Tuesday, May 1, 2012
02:40 PM - 03:10 PM

Level:  Business / Non-Technical

Corporate data systems are plagued by redundant and low-quality data preventing effective data governance, data consolidation, Master Data Management, and data standardization. The most common hurdle to successful data governance is the inability to determine the true meaning of data elements in a business context so standardized definitions and business rules can be created and used across applications, data systems, and business groups. Agility is required to match design and development time with accurate, common, consistent data on the timescale of business decisions and operations.

Business context cannot be determined solely from technical metadata since actual data meaning (its semantics) frequently differs from table and element titles, and varies across data systems and applications. Standard data modeling techniques are too rigid, slow, and incapable of handling important semantic variations since they require well-defined common concepts which is a major hurdle as even simple terms like 'customer', 'account', and 'client' have multiple important business meanings that cannot be distilled into single universal definition. Agile governance and warehousing can be achieved by rapidly identifying core and extended definitions in their business context, and representing them in an actionable architecture. A Unified Business Model built on a standards based canonical model enables re-adding business context to data to produce visible, and collaborative common definitions, data models, codes, and glossaries that both embraces semantic variation and significantly accelerates model design, data system implementation, and unified data integration.

Dr. Geoffrey Malafsky has a PhD in Nanotechnology from The Pennsylvania State University. He was a research scientist at the Naval Research Laboratory before becoming a technology consultant in advanced system capabilities and designs for numerous Government agencies. He has over 25 years of experience and is an expert in multiple fields ranging from Nanotechnology, modeling & simulation, Knowledge Discovery & Dissemination, object-attribute data systems, and information engineering.
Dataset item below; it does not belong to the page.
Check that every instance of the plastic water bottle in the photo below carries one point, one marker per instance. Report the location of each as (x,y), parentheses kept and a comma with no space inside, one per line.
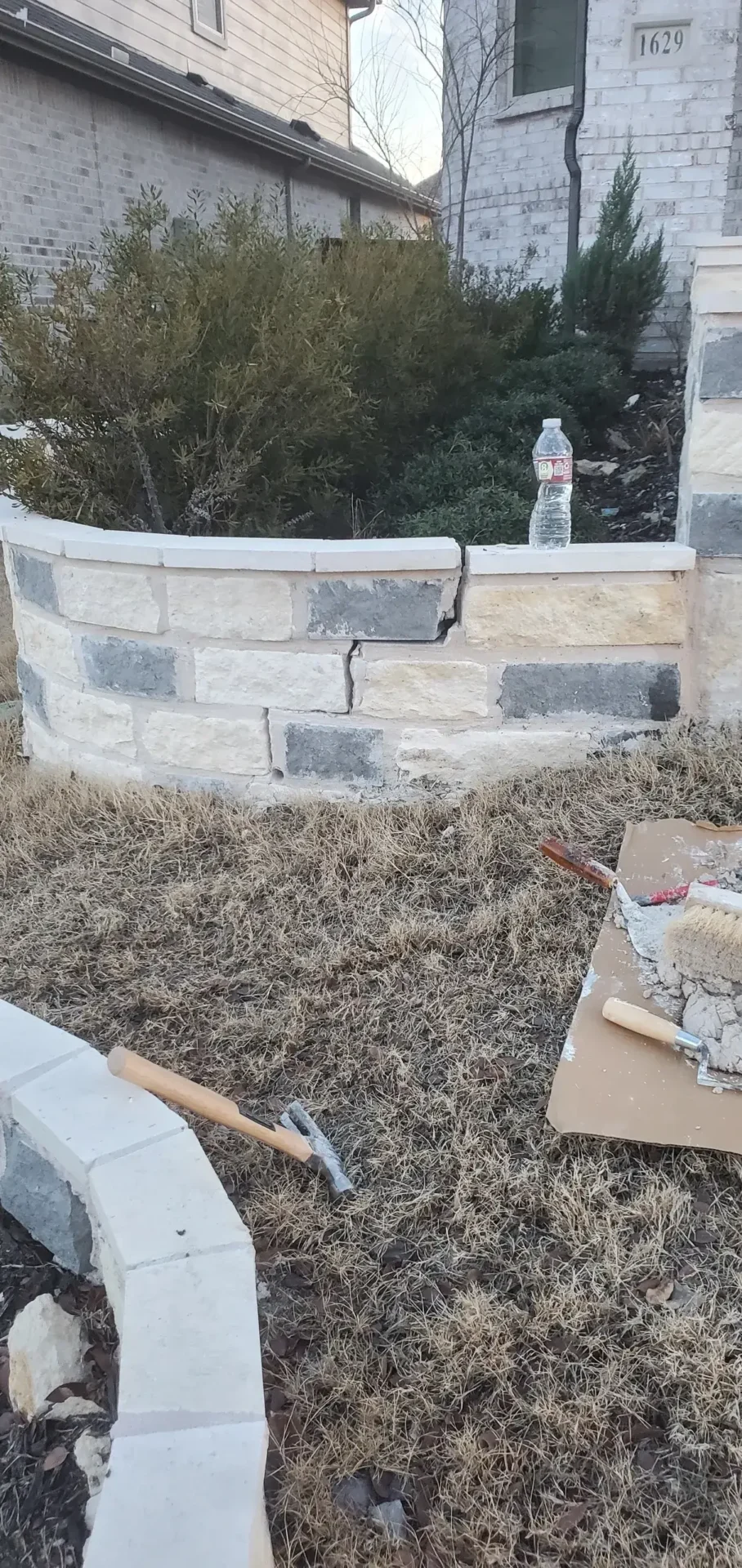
(551,521)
He founded and operated the technology consulting company TECHi2 providing support for challenging problems in enterprise-scale data engineering, Knowledge Management, Enterprise Architecture, Business Intelligence, and rapid prototyping of distributed web systems. He is now CEO of software start-up company Phasic Systems Inc offering the DataStar product suite with its innovations in semantic technology, object-based data models, and high-performance web data transactions to the Government and corporate markets for enterprise-scale high-quality authoritative data.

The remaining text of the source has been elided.